We are facing frequent node disconnects with the error message "master not discovered yet: have discovered "
Below are the exceptions we are seeing in the logs.
#1
[2022-09-22T14:15:26,336][WARN ][o.o.c.c.ClusterFormationFailureHelper] [data1] master not discovered yet: have discovered []; discovery will continue using [] from hosts providers and [**] from last-known cluster state; node term 6, last-accepted version 51 in term 6
#2
[2022-09-19T14:09:45,820][DEBUG][o.o.c.c.LeaderChecker ] [] 1 consecutive failures (limit [cluster.fault_detection.leader_check.retry_count] is 3) with leader []
org.opensearch.transport.RemoteTransportException: [][internal:coordination/fault_detection/leader_check]
Caused by: org.opensearch.cluster.coordination.CoordinationStateRejectedException: rejecting leader check since [] has been removed from the cluster
#3
[2022-09-19T14:09:46,825][DEBUG][o.o.c.c.LeaderChecker ] [] 2 consecutive failures (limit [cluster.fault_detection.leader_check.retry_count] is 3) with leader []
org.opensearch.transport.RemoteTransportException: [][internal:coordination/fault_detection/leader_check]
Caused by: org.opensearch.cluster.coordination.CoordinationStateRejectedException: rejecting leader check since [] has been removed from the cluster
#4
[2022-09-19T13:29:00,783][WARN ][o.o.c.c.JoinHelper ] [] last failed join attempt was 5.8s ago, failed to join {} with JoinRequest{sourceNode=, minimumTerm=24, optionalJoin=Optional[Join{term=24, lastAcceptedTerm=0, lastAcceptedVersion=0, sourceNode={shard_indexing_pressure_enabled=true}, targetNode={}
org.opensearch.transport.RemoteTransportException: [][internal:cluster/coordination/join]

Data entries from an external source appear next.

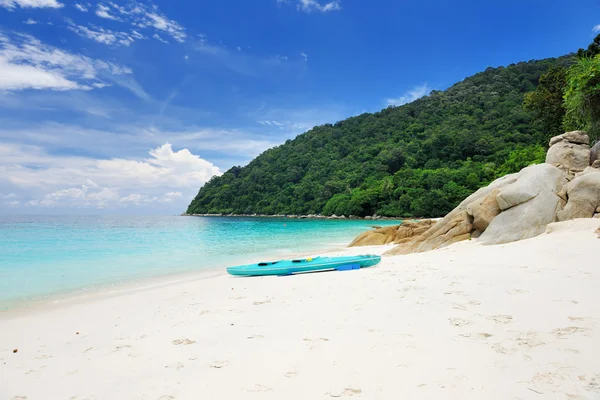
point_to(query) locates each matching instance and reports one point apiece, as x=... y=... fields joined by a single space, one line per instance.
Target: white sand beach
x=515 y=321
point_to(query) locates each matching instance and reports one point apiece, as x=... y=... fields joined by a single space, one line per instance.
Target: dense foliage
x=546 y=101
x=569 y=98
x=582 y=96
x=420 y=159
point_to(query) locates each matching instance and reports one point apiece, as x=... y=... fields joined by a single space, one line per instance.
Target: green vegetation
x=420 y=159
x=546 y=102
x=582 y=96
x=568 y=98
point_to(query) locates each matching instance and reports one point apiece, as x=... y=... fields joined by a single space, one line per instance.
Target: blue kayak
x=289 y=267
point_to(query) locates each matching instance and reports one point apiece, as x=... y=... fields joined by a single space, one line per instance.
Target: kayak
x=302 y=265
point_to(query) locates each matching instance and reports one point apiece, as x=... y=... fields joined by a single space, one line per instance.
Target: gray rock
x=454 y=227
x=484 y=210
x=595 y=154
x=583 y=194
x=569 y=152
x=528 y=205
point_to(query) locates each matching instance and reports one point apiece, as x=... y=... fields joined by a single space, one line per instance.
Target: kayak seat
x=264 y=264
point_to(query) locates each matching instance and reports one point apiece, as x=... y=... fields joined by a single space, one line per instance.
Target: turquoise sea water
x=46 y=255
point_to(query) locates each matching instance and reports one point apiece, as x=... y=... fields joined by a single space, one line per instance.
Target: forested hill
x=420 y=159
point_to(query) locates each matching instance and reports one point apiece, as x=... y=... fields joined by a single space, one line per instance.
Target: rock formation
x=521 y=205
x=595 y=154
x=396 y=234
x=569 y=152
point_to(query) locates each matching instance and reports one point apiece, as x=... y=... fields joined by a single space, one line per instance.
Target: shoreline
x=134 y=284
x=310 y=216
x=466 y=321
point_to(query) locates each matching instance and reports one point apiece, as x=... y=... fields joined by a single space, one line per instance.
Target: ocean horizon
x=47 y=255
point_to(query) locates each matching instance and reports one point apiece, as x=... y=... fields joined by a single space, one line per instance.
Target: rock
x=578 y=137
x=403 y=232
x=583 y=194
x=454 y=227
x=410 y=229
x=528 y=205
x=484 y=211
x=376 y=237
x=569 y=152
x=595 y=154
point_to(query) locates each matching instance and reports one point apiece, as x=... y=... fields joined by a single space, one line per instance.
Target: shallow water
x=46 y=255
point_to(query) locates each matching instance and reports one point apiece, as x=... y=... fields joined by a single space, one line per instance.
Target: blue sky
x=130 y=106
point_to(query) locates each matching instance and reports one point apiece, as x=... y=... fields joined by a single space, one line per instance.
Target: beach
x=513 y=321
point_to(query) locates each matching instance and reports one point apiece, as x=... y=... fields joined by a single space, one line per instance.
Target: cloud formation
x=142 y=16
x=11 y=4
x=105 y=36
x=104 y=12
x=314 y=5
x=81 y=7
x=415 y=93
x=27 y=63
x=55 y=181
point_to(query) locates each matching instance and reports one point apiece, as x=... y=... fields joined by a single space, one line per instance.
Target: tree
x=582 y=97
x=546 y=102
x=592 y=50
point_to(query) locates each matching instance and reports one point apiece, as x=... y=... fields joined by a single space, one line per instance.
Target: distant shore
x=309 y=216
x=467 y=321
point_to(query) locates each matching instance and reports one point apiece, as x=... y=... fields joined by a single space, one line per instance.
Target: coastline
x=309 y=216
x=134 y=284
x=467 y=321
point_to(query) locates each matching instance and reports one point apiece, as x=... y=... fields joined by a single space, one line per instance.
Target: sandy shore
x=517 y=321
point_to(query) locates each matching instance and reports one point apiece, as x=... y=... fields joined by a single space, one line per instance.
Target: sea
x=45 y=256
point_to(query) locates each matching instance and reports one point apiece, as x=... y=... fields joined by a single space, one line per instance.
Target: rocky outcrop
x=583 y=194
x=393 y=234
x=522 y=205
x=484 y=211
x=595 y=154
x=454 y=227
x=527 y=205
x=569 y=152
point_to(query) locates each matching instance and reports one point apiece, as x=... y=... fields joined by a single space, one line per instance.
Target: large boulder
x=528 y=205
x=484 y=210
x=595 y=153
x=569 y=152
x=583 y=194
x=454 y=227
x=375 y=237
x=397 y=233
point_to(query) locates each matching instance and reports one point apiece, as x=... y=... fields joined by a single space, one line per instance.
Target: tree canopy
x=420 y=159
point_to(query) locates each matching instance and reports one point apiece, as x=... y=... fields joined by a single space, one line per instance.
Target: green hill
x=420 y=159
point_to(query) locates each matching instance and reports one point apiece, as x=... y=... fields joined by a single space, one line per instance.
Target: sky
x=131 y=106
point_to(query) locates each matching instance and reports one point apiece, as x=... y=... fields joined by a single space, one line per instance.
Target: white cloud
x=11 y=4
x=87 y=182
x=415 y=93
x=272 y=123
x=142 y=16
x=27 y=63
x=104 y=12
x=157 y=37
x=105 y=36
x=314 y=5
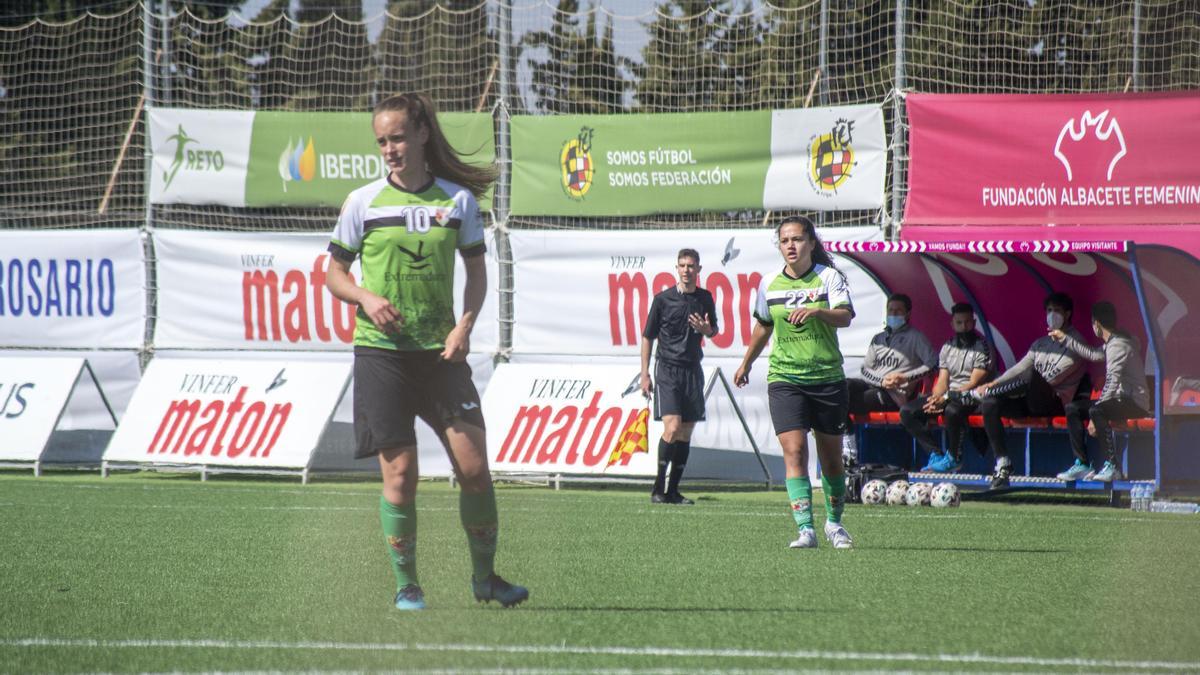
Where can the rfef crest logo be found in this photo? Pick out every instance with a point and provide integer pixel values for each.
(832, 157)
(298, 162)
(575, 162)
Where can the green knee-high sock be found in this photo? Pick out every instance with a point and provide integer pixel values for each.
(479, 519)
(400, 531)
(799, 493)
(835, 496)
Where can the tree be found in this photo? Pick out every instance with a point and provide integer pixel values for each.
(579, 70)
(444, 49)
(701, 57)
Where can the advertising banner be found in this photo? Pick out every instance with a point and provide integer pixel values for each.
(570, 419)
(78, 288)
(253, 291)
(199, 156)
(589, 292)
(281, 159)
(825, 159)
(237, 412)
(1053, 160)
(33, 394)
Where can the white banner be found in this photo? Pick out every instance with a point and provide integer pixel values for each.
(249, 291)
(589, 292)
(839, 166)
(33, 393)
(117, 372)
(247, 412)
(199, 156)
(72, 288)
(565, 419)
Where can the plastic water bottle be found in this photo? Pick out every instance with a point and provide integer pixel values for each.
(1174, 507)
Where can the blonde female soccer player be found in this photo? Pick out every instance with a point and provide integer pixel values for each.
(409, 351)
(802, 308)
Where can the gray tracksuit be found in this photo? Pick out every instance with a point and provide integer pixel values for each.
(961, 360)
(1055, 362)
(1125, 374)
(905, 350)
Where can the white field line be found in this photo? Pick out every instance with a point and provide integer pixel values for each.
(615, 500)
(636, 651)
(897, 512)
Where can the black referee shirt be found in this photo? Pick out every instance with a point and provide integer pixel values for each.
(667, 323)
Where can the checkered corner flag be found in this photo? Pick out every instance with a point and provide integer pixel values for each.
(631, 440)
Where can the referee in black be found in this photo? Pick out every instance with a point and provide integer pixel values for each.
(678, 317)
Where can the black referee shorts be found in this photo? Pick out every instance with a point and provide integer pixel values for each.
(679, 390)
(391, 389)
(820, 407)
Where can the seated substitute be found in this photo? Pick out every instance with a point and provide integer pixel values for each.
(678, 317)
(897, 359)
(964, 363)
(1048, 378)
(1125, 394)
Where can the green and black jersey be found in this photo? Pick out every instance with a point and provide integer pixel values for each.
(408, 242)
(807, 353)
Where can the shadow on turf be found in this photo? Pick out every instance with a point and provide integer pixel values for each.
(679, 609)
(971, 549)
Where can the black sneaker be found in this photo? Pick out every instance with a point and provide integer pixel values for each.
(496, 589)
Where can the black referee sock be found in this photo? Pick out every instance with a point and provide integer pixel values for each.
(665, 453)
(678, 461)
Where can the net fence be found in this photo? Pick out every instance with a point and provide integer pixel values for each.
(73, 94)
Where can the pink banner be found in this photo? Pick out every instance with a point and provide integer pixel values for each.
(1054, 160)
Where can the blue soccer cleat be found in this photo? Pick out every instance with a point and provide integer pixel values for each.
(411, 597)
(946, 463)
(934, 459)
(496, 589)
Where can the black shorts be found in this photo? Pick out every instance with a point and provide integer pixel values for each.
(679, 390)
(391, 389)
(820, 407)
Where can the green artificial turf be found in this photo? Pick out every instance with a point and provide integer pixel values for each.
(148, 572)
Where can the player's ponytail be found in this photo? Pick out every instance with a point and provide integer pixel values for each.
(820, 256)
(443, 160)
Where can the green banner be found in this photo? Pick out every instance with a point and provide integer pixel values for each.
(630, 165)
(317, 159)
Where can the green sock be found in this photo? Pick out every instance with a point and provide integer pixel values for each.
(479, 519)
(799, 493)
(835, 496)
(400, 531)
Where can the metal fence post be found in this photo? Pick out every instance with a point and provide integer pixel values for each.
(503, 190)
(897, 124)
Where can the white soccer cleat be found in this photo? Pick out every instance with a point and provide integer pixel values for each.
(838, 536)
(807, 539)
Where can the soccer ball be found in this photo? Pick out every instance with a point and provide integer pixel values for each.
(918, 494)
(897, 493)
(945, 495)
(875, 491)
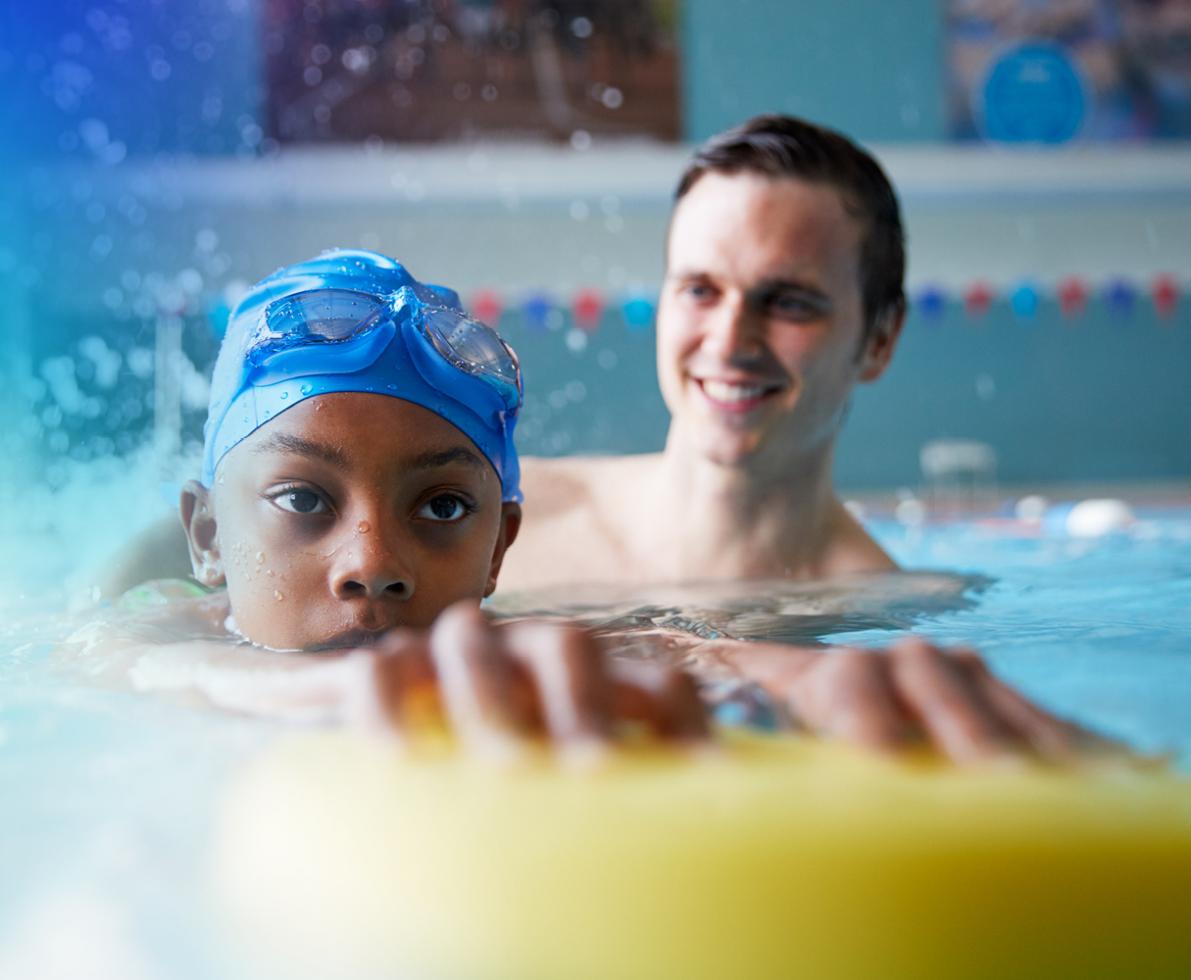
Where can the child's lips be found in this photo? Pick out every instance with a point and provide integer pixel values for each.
(350, 640)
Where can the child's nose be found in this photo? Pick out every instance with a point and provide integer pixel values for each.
(373, 565)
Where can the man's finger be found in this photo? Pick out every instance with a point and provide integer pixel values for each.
(952, 707)
(1052, 738)
(665, 700)
(849, 694)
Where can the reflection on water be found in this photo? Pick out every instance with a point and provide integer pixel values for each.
(779, 611)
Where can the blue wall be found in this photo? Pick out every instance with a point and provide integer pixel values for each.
(871, 69)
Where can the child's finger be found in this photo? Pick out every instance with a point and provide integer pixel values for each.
(485, 692)
(569, 676)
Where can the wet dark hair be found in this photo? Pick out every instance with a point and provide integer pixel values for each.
(785, 147)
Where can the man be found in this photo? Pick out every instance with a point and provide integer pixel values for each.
(783, 291)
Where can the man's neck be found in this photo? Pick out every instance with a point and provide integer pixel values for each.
(758, 518)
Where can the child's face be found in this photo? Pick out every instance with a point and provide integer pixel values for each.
(345, 516)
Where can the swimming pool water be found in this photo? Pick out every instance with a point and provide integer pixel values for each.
(108, 797)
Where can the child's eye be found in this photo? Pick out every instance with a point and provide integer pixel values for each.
(446, 507)
(300, 501)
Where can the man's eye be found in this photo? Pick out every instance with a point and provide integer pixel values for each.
(793, 307)
(446, 507)
(300, 501)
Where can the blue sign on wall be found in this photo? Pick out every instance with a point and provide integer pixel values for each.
(1033, 93)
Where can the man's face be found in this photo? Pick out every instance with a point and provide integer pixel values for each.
(353, 513)
(760, 323)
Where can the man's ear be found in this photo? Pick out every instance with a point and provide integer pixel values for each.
(510, 524)
(879, 345)
(199, 523)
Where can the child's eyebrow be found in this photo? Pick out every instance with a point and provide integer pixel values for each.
(295, 445)
(457, 454)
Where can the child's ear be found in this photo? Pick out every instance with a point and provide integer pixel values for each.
(878, 349)
(199, 523)
(510, 524)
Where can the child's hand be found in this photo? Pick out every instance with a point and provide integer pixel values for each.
(494, 686)
(915, 692)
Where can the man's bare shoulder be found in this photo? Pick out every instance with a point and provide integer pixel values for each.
(852, 550)
(566, 485)
(577, 526)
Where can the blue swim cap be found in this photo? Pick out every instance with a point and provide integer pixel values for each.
(357, 322)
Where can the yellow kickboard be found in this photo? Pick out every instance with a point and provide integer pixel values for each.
(777, 857)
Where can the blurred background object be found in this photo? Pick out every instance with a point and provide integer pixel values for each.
(525, 153)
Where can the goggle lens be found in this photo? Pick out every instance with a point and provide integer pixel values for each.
(326, 314)
(473, 347)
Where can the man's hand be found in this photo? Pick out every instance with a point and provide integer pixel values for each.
(911, 693)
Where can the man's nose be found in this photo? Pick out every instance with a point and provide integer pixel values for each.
(734, 331)
(372, 563)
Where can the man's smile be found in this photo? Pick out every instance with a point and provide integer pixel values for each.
(739, 394)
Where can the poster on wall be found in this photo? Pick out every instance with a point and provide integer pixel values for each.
(1064, 70)
(434, 70)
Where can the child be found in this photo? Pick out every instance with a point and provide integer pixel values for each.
(360, 478)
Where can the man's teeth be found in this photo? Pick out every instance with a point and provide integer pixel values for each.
(722, 391)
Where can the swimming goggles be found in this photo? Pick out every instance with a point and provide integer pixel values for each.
(325, 338)
(301, 322)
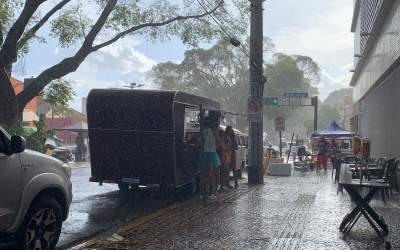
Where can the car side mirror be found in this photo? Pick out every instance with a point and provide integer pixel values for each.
(18, 144)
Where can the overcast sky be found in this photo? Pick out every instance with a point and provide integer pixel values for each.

Caused by: org.opensearch.transport.ConnectTransportException: [**] general node connection failure
Oh boi there has to be a lot to unfold, can you share your opensearch.yml configuration?
Also note you have to update configuration files (whatever the change) on every master node when working with opensearch as a service type of cluster.
Hey, I was off the grid for quite some time in Opensearch comunity. @datapal
By any chance do you have every node’s IP or DNS in discovery.seed_hosts section? (It has to be copied for every host opensearch.yml configuration Creating a cluster - OpenSearch documentation)
The problem with running as a service is, that every master node (in my case i did it for every node) has to have IP’s or domain names of nodes they need to form cluster with.
I have provided the service names in the discovery.seed_hosts section. In my case, the issue seems to be with the docker network as I am setting up the cluster on Swarm.